Glacial erosion has the power to transform our landscape, carving U-shaped valleys known as cirques that often include hanging valleys.
Landform changes from glacial movements have formed rock basins and fjords, along with large glacial lakes – such as the Great Lakes – including lakes that feature rock basins or are directly formed from glaciers.
How glacial erosion works depends on numerous variables; here we explore some of them.
Plucking
Ice is an incredibly powerful material and its immense weight allows gravity to scrape its way over mountainsides, scraping away landscape features along its path as it falls. This process, known as glacial erosion, results in various landforms being formed such as corries, aretes, pyramidal peaks, U-shaped valleys, hanging valleys, U-shaped spurs truncated spurs ribbon lakes and roches moutonnee. They were all formed via various types of erosion such as abrasion and plucking (also called freeze-thaw weathering).

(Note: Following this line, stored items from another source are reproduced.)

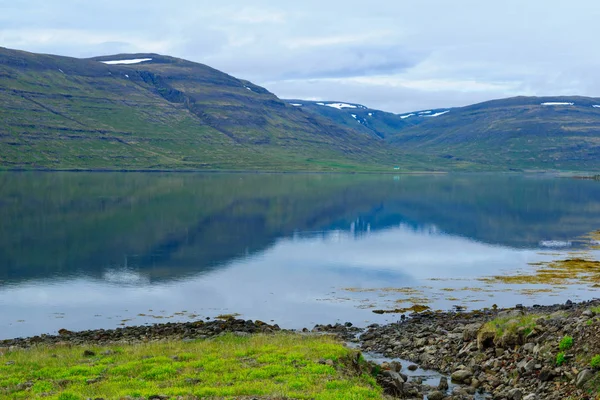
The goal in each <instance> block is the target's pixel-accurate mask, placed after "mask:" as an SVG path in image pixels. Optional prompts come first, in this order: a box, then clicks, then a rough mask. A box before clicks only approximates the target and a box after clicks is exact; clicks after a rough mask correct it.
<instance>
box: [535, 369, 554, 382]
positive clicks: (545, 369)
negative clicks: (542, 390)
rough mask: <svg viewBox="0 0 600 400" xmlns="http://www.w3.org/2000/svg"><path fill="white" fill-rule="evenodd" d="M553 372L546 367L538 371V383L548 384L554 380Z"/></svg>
mask: <svg viewBox="0 0 600 400" xmlns="http://www.w3.org/2000/svg"><path fill="white" fill-rule="evenodd" d="M554 376H555V374H554V371H553V370H552V369H550V368H548V367H543V368H542V370H541V371H540V374H539V375H538V378H539V380H540V381H542V382H548V381H550V380H552V379H554Z"/></svg>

Plucking occurs when a glacier picks up rocks along its path and drags them downhill, while glacial erosion happens when a glacier rubs against rock surfaces below it, both types of erosion are used to create certain glacial features – for instance a U-shaped valley can form when two opposing glaciers scrape against each side of canyon walls at once; when two glaciers erode different sides of one mountain peak at once an arete forms; when they erode an arete by scraping both sides off two sides or when two cirques erodes, an arete forms leaving behind an altitude lake known as tarn.
Abrasion
Glaciers contain particles of rock which act like sandpaper to scrape away at bedrock, gradually wearing away at it until there are visible marks, known as striations lines, left behind on it.

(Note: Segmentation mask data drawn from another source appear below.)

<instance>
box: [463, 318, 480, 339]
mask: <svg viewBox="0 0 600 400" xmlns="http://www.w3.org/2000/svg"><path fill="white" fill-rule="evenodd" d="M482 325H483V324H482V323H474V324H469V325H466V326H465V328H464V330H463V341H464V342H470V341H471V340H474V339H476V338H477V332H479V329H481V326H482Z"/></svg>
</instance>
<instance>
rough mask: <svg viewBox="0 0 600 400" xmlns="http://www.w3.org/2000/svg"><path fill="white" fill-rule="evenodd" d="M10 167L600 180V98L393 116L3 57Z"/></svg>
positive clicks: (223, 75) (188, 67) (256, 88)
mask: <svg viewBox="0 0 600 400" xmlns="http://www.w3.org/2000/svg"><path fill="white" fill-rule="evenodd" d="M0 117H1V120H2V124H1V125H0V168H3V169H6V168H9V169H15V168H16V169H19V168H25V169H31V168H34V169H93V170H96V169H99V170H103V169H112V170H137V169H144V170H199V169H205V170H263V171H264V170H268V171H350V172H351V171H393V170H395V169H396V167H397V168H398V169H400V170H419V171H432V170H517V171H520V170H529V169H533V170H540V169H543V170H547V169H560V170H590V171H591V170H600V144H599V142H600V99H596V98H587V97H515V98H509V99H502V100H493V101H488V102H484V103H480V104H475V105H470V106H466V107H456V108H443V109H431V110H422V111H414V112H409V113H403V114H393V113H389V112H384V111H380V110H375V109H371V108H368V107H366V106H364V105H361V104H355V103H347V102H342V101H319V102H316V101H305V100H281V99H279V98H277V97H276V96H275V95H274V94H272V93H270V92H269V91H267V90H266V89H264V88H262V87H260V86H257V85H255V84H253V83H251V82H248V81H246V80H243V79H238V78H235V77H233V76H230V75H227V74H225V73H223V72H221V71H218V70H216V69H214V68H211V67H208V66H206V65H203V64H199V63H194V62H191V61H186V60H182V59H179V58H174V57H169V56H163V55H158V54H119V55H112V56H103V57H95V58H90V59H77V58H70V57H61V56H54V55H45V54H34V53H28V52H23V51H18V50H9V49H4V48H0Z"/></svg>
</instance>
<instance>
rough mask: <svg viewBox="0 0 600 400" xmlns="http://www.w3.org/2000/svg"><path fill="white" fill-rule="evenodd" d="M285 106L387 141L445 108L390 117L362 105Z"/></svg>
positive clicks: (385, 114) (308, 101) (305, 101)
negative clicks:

But for abrasion to take place, the base must be moving. This can only occur with warm-based glaciers where basal slip occurs, creating conditions suitable for basal erosion.

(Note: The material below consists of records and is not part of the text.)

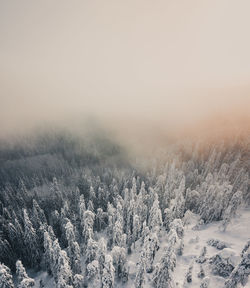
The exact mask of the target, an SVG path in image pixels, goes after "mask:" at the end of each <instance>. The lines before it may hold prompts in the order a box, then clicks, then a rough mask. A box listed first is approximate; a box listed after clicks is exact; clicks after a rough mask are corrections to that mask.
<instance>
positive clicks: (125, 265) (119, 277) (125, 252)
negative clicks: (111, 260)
mask: <svg viewBox="0 0 250 288" xmlns="http://www.w3.org/2000/svg"><path fill="white" fill-rule="evenodd" d="M111 254H112V258H113V264H114V267H115V273H116V276H117V277H118V278H120V279H123V281H125V279H127V268H126V261H127V259H126V250H125V248H122V247H118V246H115V247H114V248H113V249H112V252H111Z"/></svg>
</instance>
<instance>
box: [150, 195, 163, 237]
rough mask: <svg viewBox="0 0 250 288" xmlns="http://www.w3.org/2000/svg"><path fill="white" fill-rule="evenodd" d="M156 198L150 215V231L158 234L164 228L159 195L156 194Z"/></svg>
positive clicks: (151, 210)
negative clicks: (163, 226) (162, 224)
mask: <svg viewBox="0 0 250 288" xmlns="http://www.w3.org/2000/svg"><path fill="white" fill-rule="evenodd" d="M154 198H155V200H154V202H153V206H152V208H151V209H150V213H149V219H148V226H149V229H150V230H152V231H156V232H158V231H159V230H160V228H161V226H162V215H161V209H160V207H159V201H158V195H157V194H156V193H155V195H154Z"/></svg>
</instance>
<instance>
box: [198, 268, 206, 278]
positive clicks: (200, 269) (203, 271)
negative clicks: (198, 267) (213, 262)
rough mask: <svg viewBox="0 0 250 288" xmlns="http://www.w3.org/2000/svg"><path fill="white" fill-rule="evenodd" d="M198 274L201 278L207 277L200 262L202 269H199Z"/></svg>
mask: <svg viewBox="0 0 250 288" xmlns="http://www.w3.org/2000/svg"><path fill="white" fill-rule="evenodd" d="M197 276H198V278H201V279H203V278H204V277H205V271H204V269H203V266H202V264H200V271H199V273H198V275H197Z"/></svg>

Glacial erosion leaves behind distinctive landforms that show where and how ice moved across the landscape, such as striations lines, glacial lake basins and U-shaped valleys. Ice also carved grooves and scars into rocks known as aretes, leaving evidence of its path through nature.
Freeze-thaw weathering
Frozen temperatures make a vital component of glacial erosion: freeze-thaw weathering. This process occurs when melting snow and water seep into cracks in rocks before freezing overnight, leading to increased cracks which then expand over time, eventually breaking apart the rock itself.
Erosion by fragmentation is one of the most effective forms of erosion. Rock fragments eroded from beneath are pushed back onto the surface to cause more eroding action, creating stunning landforms like roche moutonnees, whalebacks and rock drumlins.
Erosion is a slow process and must be carefully managed in order to prevent rockfalls, landslides and slope instability; climate change could influence its intensity as well as how often or often landscapes and ecosystems experience freeze-thaw weathering, further complicating matters.
Meltwater
Meltwater from glaciers plays a critical role in erosion rates. Meltwater can either enter via supraglacial channels (on top of the glacier) or can come directly through from within and beneath.
Meltwater running over rocks can create grooves, known as drumlins, that point away from the glacier flow direction. A wide area where sediments have been deposited by meltwater over an extended area is called stratified drift, while kettle lakes consisting of blocks of ice in glacial till are known by their unique name.
Melting glaciers is predicted to accelerate global erosion. Rapid beach eroding poses particular concern since these beaches serve as homes and productive industries, while sea level rise threatens coastal habitat. Glacial erosion creates dramatic landscapes such as cirques, troughs, rock basins as well as dramatic landforms such as roches moutonnees whalebacks fjords eskers drumlins and cairns as well as medium sized forms such as eskers drumlins and cairns.